We are also firmly committed to supporting countries to implement the UN Forest Instrument and the Global Objectives on Forests.

The importance of protecting our forests has gained international momentum in recent months with the outcomes of the MDG Summit, the Nagoya Biodiversity Conference, and the Cancun Climate Change Conference.

The Cancun Agreements are pioneering in enshrining the need to stem the loss of tropical forests in order to mitigate climate change in the context of provision of adequate and predictable support to developing countries.

Climate finance will be a major source of funding for developing countries in the future.

REDD+ could be an example of how, through such finance, a range of development objectives can be met simultaneously. In addition to reducing greenhouse gas emissions, well structured REDD+ initiatives, could bring about better forest governance and protection of biodiversity; generate social benefits and poverty reduction; and be positive for human rights, including the rights of indigenous people.

A breakthrough achieved at Cancun in December was the recognition given to the need for strong safeguards to achieve the goals of REDD+ .

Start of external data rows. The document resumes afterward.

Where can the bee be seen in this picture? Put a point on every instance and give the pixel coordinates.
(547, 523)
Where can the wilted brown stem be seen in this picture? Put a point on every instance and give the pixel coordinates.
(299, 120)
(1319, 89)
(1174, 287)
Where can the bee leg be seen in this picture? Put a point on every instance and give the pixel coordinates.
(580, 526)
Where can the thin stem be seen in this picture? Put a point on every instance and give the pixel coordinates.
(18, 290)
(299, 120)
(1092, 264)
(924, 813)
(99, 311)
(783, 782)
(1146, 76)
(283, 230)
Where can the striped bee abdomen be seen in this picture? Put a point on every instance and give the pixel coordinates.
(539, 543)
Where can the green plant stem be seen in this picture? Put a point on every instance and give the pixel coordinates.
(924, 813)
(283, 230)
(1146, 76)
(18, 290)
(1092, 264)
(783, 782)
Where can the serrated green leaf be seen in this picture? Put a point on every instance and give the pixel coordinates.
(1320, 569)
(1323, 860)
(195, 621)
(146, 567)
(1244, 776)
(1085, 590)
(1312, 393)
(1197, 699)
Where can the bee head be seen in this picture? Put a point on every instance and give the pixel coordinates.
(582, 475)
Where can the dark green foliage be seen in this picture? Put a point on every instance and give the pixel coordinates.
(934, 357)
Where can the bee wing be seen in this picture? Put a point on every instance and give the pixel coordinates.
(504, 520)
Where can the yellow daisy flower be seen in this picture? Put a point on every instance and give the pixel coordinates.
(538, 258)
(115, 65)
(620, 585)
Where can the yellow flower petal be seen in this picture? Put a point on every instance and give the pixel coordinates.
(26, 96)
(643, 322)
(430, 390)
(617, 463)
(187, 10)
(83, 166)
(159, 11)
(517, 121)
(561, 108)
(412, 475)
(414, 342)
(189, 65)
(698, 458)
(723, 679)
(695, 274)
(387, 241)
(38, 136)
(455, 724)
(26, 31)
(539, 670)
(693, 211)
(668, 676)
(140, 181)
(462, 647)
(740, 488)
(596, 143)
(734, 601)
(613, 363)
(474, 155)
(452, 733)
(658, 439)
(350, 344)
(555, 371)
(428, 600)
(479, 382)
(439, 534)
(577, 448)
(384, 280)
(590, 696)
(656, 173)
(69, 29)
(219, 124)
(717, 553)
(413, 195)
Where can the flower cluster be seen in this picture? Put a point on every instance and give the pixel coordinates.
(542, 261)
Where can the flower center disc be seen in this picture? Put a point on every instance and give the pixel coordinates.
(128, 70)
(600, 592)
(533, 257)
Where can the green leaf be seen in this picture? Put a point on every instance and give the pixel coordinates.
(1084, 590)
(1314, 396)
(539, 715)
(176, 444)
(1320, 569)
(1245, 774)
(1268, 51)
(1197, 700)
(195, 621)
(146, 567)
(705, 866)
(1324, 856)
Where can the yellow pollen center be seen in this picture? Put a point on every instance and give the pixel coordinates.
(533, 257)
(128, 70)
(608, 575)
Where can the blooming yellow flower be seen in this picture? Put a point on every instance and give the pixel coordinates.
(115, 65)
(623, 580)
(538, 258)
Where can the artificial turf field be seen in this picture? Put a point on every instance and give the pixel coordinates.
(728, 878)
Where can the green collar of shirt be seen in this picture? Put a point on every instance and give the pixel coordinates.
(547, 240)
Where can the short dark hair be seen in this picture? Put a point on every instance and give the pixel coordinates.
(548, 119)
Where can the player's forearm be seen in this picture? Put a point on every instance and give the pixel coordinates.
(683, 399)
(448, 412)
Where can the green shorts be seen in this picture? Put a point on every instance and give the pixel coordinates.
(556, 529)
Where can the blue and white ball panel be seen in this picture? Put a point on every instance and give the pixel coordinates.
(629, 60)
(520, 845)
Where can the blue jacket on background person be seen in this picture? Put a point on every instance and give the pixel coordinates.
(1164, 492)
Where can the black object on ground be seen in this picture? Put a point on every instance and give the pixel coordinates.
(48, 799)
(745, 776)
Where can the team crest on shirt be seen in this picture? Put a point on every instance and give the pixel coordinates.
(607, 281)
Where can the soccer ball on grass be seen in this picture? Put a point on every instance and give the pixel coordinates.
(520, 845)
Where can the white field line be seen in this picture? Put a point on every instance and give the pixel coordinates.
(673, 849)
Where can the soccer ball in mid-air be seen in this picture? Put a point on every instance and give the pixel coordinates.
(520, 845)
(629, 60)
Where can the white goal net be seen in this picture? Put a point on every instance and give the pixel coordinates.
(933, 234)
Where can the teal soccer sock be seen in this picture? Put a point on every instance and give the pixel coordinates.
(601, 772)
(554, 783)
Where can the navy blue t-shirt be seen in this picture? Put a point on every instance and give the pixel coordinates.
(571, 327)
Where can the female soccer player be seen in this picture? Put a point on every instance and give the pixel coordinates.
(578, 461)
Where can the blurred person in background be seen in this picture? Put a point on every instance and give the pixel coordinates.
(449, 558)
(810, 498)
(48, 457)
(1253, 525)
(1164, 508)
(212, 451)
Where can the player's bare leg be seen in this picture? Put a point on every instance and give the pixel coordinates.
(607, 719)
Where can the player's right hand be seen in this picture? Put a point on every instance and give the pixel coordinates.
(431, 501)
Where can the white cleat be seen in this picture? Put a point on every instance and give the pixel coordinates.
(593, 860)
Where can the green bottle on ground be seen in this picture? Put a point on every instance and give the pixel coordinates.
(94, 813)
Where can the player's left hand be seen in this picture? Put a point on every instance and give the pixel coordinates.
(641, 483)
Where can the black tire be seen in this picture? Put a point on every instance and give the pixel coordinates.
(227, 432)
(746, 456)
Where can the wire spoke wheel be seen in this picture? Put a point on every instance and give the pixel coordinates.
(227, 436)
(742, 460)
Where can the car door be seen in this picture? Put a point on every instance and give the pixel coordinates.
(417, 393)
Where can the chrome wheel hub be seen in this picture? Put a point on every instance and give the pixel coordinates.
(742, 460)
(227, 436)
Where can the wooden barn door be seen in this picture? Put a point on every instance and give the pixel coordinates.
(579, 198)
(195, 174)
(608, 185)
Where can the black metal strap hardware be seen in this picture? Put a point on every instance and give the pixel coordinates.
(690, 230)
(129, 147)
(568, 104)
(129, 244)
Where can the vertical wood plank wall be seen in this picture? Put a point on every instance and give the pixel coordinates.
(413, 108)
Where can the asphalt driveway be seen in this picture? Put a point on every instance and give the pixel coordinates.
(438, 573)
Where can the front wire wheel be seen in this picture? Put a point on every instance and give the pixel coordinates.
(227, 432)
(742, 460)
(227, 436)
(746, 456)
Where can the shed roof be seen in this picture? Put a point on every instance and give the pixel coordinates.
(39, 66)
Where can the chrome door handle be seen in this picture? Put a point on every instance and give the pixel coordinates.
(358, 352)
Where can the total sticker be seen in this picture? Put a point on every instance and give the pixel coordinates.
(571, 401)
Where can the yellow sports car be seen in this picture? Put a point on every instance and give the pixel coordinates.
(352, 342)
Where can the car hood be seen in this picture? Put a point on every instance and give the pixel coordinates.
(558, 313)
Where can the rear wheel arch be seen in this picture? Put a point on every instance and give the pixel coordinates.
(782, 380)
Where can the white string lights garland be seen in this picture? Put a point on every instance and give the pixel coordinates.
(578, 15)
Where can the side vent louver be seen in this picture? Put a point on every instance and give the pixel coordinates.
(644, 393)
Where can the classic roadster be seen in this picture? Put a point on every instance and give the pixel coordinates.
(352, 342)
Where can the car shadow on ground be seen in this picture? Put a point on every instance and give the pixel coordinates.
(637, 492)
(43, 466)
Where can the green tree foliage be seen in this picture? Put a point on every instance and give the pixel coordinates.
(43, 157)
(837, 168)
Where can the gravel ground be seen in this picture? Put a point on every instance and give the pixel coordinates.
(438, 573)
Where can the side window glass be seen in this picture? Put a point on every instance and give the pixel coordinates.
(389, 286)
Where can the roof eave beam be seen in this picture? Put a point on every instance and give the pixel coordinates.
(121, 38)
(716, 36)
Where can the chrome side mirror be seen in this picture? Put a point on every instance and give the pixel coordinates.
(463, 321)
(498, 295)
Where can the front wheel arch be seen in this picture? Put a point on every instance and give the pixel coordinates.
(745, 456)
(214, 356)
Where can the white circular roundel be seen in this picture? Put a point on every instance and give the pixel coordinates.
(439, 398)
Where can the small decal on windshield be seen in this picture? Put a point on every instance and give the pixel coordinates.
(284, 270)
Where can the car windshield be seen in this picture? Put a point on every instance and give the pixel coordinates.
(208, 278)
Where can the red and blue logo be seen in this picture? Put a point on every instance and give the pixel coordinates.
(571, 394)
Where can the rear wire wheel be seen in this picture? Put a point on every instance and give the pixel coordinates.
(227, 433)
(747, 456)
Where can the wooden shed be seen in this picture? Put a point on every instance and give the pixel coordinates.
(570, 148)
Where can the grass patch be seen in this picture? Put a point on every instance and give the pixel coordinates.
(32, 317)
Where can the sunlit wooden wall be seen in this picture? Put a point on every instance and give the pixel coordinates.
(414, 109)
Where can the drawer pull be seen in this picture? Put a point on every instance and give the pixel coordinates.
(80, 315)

UNDP, through the UN-REDD Programme, is committed to:

  • having its work on environmental and social safeguards for REDD+ initiatives meet the expectations set out in the Cancun Agreements;
  • developing a recourse mechanism for forest stakeholders involved in REDD+, to ensure accountability and provide a system for addressing complaints from affected parties; and
  • ensuring that human rights and the UN Declaration of Rights of Indigenous Peoples, including the right to free, prior, and informed consent, underpin the safeguards framework.

UNDP is adapting its systems to meet the needs of the new climate finance architecture.  We are now working with the World Bank to develop safeguards.

Achieving sustainable development, addressing climate change, and maintaining the world’s precious biodiversity require an end to the ravaging deforestation rates of today.

UNDP looks forward to working with all its partners in the Collaborative Partnership on Forests to help make that possible.